Het Hof heeft uitspraak gedaan over de fiscale woonplaats van een wereldburger die niet op een vaste adres woonde en door zijn werk een nomade-achtige bestaan leidde. De materiële omstandigheden, die eerder duidde op een woonplaats in het Verenigd Koninkrijk (VK) waren belangrijker dan de formele omstandigheden die een woonplaats in Nederland wezen.
Het Hof heeft uitspraak gedaan over de fiscale woonplaats van een wereldburger die niet op een vaste adres woonde en door zijn werk een nomade-achtige bestaan leidde. De materiële omstandigheden, die eerder duidde op een woonplaats in het Verenigd Koninkrijk (VK) waren belangrijker dan de formele omstandigheden die een woonplaats in Nederland wezen.
X stond tot halverwege 2006 ingeschreven in VK, waar zijn familie en zijn vrienden woonden. Daarna stond X tot halverwege 2008 ingeschreven in Nederland waar zijn vriendin was ingeschreven.
Voor zijn werk verbleef X op projectbasis in het buitenland, waarbij steeds sprake was van een minimale verblijfsperiode van zes aaneengesloten weken in verschillende landen in de periode 2008 tot en met 2009. In de Nederlandse aangiften 2008 en 2009 gaf hij alleen het loon aan en verzocht om voorkoming van dubbele belasting.
X stelde dat het centrum van zijn sociale leven in het Vereningd Koninkrijk lag. X had een Britse nationaliteit, verbleef met zijn vader in een huurwoning in VK, werkgever was gevestigd in VK en zijn familie, vrienden en twee kinderen verbleven in VK. Ook sprak X geen Nederlands.

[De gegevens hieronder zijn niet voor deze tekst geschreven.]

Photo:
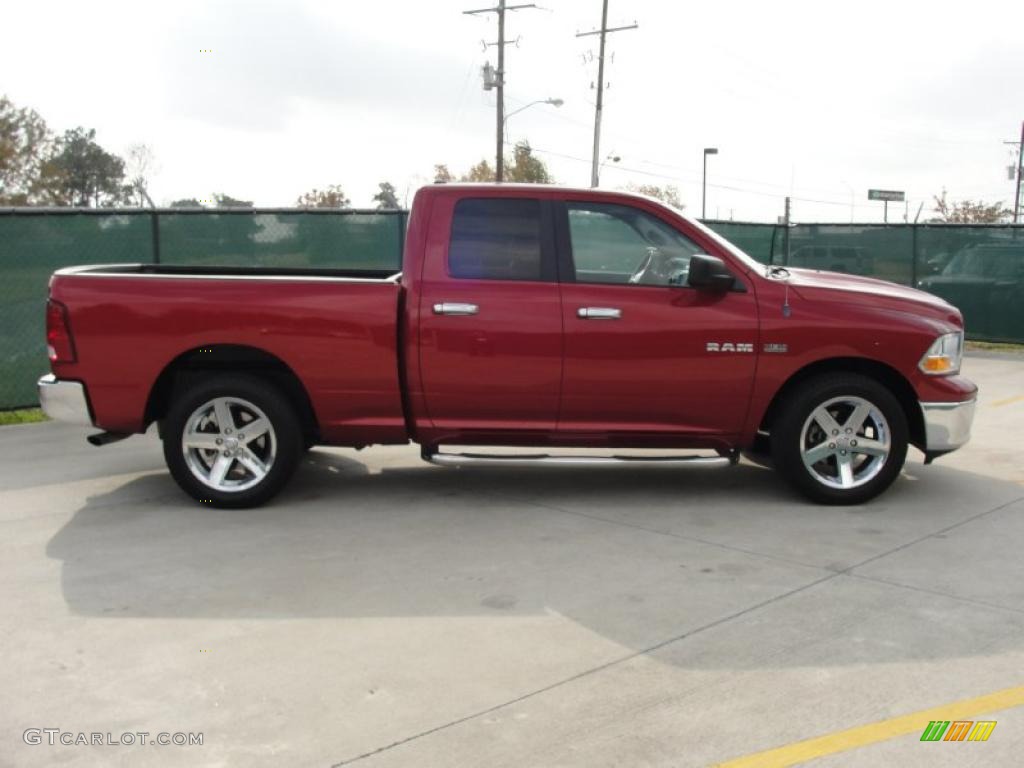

De Rechtbank besliste echter dat X zijn fiscale woonplaats in Nederland had op basis van de inschrijving in de Gemeentelijke Basis Administratie, het bezit van de in Nederland op zijn naam gestelde auto, de aankoop van de eigen woning, het bezit van Nederlandse bankrekeningen en de relatie met de in Nederland wonende vriendin.
De Nederlandse vriendin gaf aan dat zij geen gezamenlijk huishouden voerden. X verbleef in hotels, vakantieparken of gehuurde woningen als hij in Nederland was.
Het Hof geeft aan dat het om de materiele werkelijkheid gaat en niet uitsluitend om formele aanwijzingen, zoals inschrijving in het bevolkingsregister of de nationaliteit van de belastingplichtige. Het Hof concludeerde dat X niet belastingplichtig was in Nederland.